Father and son seemed to be enjoying the attention, as they finished each other's sentences and seemed to speak almost as one voice during a conversation with Reuters.
Anand said he has been a defence lawyer in both criminal and civil cases for nearly three decades, and together with his son also ran a charity that offers free 24-hour legal advice.
They said they would base their defence on lapses in the police investigation, and discrepancies in witness statements.
"From the investigation stage, the accused are entitled to legal aid," Anand senior said. "The court is under obligation to provide legal aid counsel in case they have not engaged any lawyer.
"This is where they went wrong, no legal aid was assigned to those people themselves," he said.
Sharma, the wiry lawyer for Mukesh Singh, the main accused's brother, said he had to virtually plead with the pre-trial court to allow him to speak to his client when he was brought before the court.
He was jostled, somebody shouted out he was a lawyer desperately seeking attention and that he should be thrown out of the room. But he said he was not going to give up, because his fight was not just about defending the accused, but also to expose the police and the criminal justice system.
"We all know how the police investigation system works in India. They will pick anyone from the street and make him the sacrificial lamb," the 56-year-old lawyer said in a conversation in the gardens of India's Supreme Court where he is a frequent litigant on public matters.
He said the police case was built on confessions from the men and that he found it strange that the statements of each of the five men given in the chargesheet were identical. "They are ditto the same. It's like somebody is dictating it."

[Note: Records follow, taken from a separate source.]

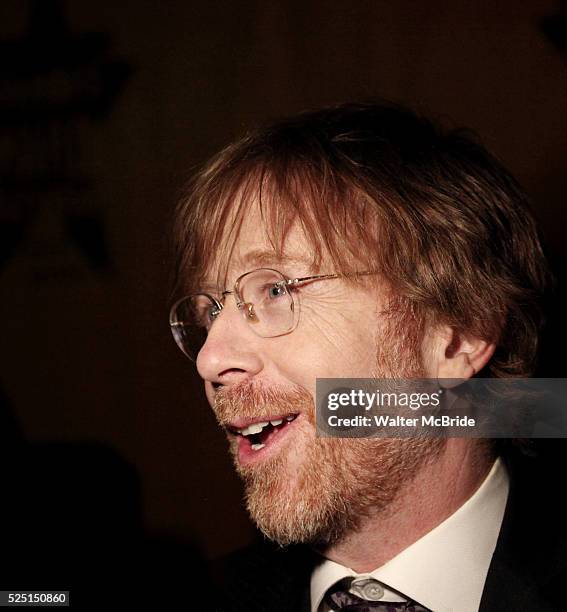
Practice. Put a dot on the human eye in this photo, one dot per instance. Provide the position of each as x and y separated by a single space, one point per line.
275 290
205 313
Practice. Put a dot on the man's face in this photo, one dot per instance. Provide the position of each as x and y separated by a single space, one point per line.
301 487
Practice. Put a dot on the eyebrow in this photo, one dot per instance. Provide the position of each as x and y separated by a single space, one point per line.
263 258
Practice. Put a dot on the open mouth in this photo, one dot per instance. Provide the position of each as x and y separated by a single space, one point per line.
259 435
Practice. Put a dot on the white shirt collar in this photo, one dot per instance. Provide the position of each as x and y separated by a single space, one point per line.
445 570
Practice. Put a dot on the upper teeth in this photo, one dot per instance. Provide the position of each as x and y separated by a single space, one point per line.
255 428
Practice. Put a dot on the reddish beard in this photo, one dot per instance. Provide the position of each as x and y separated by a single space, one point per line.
314 489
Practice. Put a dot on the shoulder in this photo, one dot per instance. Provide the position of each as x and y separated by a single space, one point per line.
530 560
265 577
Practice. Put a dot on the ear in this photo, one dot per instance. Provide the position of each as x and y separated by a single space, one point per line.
454 354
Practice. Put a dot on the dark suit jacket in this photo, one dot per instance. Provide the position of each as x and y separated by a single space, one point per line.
527 572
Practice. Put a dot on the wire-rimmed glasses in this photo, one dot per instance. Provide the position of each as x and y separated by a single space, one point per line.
264 296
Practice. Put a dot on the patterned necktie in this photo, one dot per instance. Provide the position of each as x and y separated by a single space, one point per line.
370 591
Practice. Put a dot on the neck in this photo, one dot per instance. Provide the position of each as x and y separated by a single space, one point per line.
437 491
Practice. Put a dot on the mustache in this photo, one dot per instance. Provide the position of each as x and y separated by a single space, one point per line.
250 399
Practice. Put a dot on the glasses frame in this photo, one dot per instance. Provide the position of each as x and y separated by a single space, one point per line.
241 304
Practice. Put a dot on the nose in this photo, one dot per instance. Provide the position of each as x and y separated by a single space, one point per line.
231 352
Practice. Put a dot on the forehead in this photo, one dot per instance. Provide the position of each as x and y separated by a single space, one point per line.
253 245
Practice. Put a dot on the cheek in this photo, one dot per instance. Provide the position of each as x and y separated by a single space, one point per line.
328 344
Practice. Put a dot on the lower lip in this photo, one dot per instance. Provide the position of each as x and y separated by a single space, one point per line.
247 456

He then charged that his client Mukesh told him he'd been sexually assaulted by inmates at Tihar jail since he was brought there from police custody, including with a rod.
Police have denied the allegation.
Sharma has had a history of taking on the higher judiciary. Among the cases he has argued is a public interest litigation inquiring into the assets of a former Supreme Court chief justice and another against a sitting chief justice of the top court, both of which were thrown out.
Not only was his case against the chief justice S.H.J. Kapadia arguing that there was a conflict of interest in a high-profile tax dispute involving Britain-based Vodaphone Group (VOD.L) rejected, he was fined 50,000 rupees for wasting the time of the court.
A Supreme Court lawyer working on behalf of the government said Sharma was "notorious" for being an excessive litigant. Under Indian law any citizen can file a public interest litigation and the latest Sharma is fighting is one against a government decision to allow foreign direct investment in retail.
"My fight is against corruption whether in government or judiciary," said Sharma. "I can see the same thing happening in this case. There is public pressure, the politicians are pressing the police. The evidence will not be evaluated, innocent people will be fixed."
Lawyer A.P. Singh, who will argue the case for Vinay Sharma, a gym assistant, and Akshay Thakur, a bus cleaner, recalled that when he went to prison to meet his client, the accused begged him to save him.
"He caught hold of my feet. He started crying," Singh said.